Unit name Applied Statistics
Unit code EMAT30007
Credit points 10
Level of study H/6
Teaching block(s) Teaching Block 2 (weeks 13 - 24)
Unit director Dr. Bode
Open unit status Not open




School/department Department of Engineering Mathematics
Faculty Faculty of Engineering


The unit is designed to provide students with practical experience in using statistical methodologies to solving real-world problems. The key word in the unit is “practical.” A focus on both real data and simulated realistic data will be a major component of the applied statistics unit. Each concept will be taught in a bottom-up way that will allow students to understand the vital role of the field of probability and statistics in academic and industrial engineering research.

Aims: To give students a thorough grounding in statistical methodologies and to enable students to use these techniques to answer questions about real world data from engineering / applied science.

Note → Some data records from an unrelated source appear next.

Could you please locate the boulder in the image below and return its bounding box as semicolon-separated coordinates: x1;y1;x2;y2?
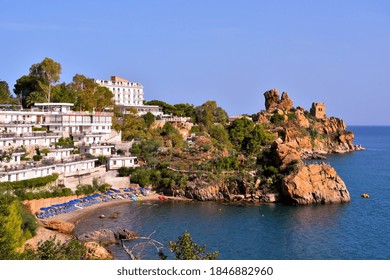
84;241;113;260
41;220;74;234
282;163;351;204
264;88;280;112
295;108;310;128
278;92;293;112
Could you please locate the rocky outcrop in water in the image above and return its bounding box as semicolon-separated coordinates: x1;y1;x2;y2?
264;88;293;112
40;220;75;234
282;163;351;204
84;242;114;260
77;229;137;245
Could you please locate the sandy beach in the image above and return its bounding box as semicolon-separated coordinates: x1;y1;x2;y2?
25;193;189;248
50;194;166;224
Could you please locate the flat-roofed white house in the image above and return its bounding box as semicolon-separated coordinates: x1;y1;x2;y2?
95;76;163;116
0;133;62;149
55;159;97;176
0;164;56;182
45;147;74;161
35;103;113;136
107;156;139;170
79;144;115;156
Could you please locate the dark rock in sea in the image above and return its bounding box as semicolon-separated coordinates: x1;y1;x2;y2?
77;228;137;245
108;213;119;219
114;228;138;239
282;163;351;204
77;229;116;245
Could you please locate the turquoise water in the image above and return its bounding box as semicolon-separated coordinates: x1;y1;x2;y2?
75;127;390;260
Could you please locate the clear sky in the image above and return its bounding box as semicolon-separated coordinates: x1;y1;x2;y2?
0;0;390;125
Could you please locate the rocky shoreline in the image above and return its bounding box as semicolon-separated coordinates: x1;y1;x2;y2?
23;194;188;259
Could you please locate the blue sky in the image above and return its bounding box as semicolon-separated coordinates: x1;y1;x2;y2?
0;0;390;125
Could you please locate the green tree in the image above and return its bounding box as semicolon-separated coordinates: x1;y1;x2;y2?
0;81;15;104
209;124;232;149
25;91;47;108
69;74;114;111
52;83;77;104
117;108;147;140
30;57;61;102
142;112;156;127
20;237;87;260
195;101;229;130
229;118;255;149
161;122;184;147
173;103;195;122
242;124;275;154
145;100;175;115
169;231;219;260
0;195;37;260
14;75;41;108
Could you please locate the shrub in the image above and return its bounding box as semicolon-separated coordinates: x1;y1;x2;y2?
270;114;284;126
33;155;42;161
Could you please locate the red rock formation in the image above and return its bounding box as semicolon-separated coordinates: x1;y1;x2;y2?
282;163;351;204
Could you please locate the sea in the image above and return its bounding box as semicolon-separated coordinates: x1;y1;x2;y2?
75;126;390;260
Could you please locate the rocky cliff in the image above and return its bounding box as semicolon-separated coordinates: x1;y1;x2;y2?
259;89;360;157
282;163;351;204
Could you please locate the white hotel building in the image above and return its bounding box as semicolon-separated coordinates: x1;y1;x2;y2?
95;76;163;116
0;103;135;182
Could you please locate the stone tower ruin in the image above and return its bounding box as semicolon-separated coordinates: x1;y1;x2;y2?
310;102;326;119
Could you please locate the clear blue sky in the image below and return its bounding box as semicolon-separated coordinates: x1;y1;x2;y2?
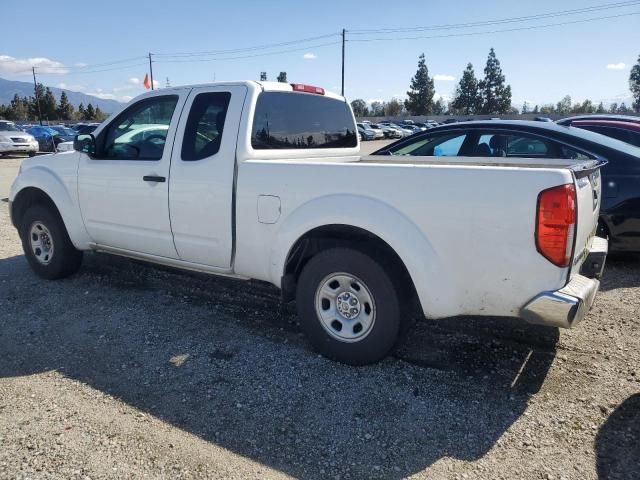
0;0;640;104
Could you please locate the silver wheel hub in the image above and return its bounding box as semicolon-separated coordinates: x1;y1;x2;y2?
29;222;54;265
315;273;376;342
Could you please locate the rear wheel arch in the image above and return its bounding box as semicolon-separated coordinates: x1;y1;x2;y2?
281;224;418;306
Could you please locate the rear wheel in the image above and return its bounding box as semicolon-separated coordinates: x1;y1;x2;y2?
20;205;82;280
296;248;402;365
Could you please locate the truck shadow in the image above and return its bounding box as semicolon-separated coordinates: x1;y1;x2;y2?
596;393;640;480
0;255;558;478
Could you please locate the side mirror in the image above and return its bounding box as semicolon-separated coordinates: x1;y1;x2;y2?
73;133;96;156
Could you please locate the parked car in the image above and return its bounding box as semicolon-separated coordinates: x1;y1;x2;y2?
74;123;100;135
375;120;640;252
562;118;640;147
357;123;376;140
371;123;403;138
9;81;607;365
0;120;38;157
27;125;74;152
556;113;640;127
380;122;413;138
362;123;385;140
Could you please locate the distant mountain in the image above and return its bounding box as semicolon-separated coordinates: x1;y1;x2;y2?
0;78;122;113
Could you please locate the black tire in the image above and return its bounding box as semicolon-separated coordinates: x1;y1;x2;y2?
20;205;82;280
296;248;402;365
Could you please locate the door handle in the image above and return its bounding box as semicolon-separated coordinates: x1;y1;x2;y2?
142;175;167;183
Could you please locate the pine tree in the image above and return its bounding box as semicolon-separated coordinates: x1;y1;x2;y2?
351;98;369;117
629;55;640;112
84;104;96;120
94;107;107;122
478;48;511;114
404;53;435;115
451;63;482;115
57;91;73;120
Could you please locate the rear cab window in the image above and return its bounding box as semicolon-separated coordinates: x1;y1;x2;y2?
251;92;358;150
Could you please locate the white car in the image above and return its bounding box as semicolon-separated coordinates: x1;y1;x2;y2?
9;81;607;365
0;120;38;157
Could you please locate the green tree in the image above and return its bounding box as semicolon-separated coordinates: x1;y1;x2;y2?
384;98;402;117
93;107;107;122
433;97;447;115
351;98;369;117
451;63;482;115
404;53;436;115
40;87;58;120
478;48;511;114
84;104;96;120
556;95;573;115
629;55;640;112
371;102;385;117
29;83;45;118
57;91;73;120
540;104;556;115
6;93;29;121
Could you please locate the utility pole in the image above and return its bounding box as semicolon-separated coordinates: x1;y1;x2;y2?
31;67;42;125
341;28;347;97
149;52;155;90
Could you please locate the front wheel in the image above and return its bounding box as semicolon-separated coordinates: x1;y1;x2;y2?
296;248;401;365
20;205;82;280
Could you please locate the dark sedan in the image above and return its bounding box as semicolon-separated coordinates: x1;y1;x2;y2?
27;125;75;152
558;117;640;147
374;120;640;252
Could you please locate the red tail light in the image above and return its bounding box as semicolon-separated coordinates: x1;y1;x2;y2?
536;184;576;267
291;83;324;95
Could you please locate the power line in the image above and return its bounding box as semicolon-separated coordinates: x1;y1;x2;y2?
349;12;640;42
348;0;640;35
154;33;340;57
153;41;341;63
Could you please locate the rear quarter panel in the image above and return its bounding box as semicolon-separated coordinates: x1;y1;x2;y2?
235;159;573;318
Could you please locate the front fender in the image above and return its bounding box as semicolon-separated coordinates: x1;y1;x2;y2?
270;194;456;318
9;165;91;250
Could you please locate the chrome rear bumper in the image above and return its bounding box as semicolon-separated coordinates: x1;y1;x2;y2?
520;238;607;328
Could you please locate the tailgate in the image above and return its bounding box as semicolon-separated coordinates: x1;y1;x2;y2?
571;161;606;276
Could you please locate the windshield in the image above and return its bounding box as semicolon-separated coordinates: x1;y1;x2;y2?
0;122;22;132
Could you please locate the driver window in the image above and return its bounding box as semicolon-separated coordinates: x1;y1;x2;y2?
101;95;178;160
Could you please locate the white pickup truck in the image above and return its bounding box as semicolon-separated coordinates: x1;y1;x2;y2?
10;81;607;364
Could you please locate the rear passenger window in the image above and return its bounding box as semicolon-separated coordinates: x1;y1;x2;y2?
182;92;231;161
251;92;358;150
506;135;549;157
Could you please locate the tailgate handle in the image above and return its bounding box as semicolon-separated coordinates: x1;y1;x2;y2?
142;175;167;183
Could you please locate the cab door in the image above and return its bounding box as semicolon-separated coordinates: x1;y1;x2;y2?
169;85;247;270
78;89;189;258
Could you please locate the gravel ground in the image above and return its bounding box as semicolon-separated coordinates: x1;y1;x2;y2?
0;155;640;479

Intended learning outcomes

  1. Use discrete and continuous probability distributions, sampling distributions, simple and multivariate linear regression. Understand classical statistical inference and have an appreciation of model comparison.
  2. In addition to covering more advanced topics related to traditional multiple regression/correlation, the students will understand logistic regression, experimental design, reliability data analysis and bootstrap techniques.
  3. Experience of applying statistical techniques to data.
  4. Select statistical methodologies for new and unfamiliar problems and justify their use.
  5. Practise interpreting the results obtained from using of statistical methodologies.

Teaching details

Teaching will be delivered through a combination of synchronous and asynchronous sessions, including lectures, supported by live online sessions, problem sheets and self-directed exercises.

Assessment Details

1 Summative Assessment, 100% - Coursework. This will assess all ILOs.

Reading and References

W.Mendenhall & T. Sincich, "Statistics for Engineering and the Sciences", CRC Press, 2016.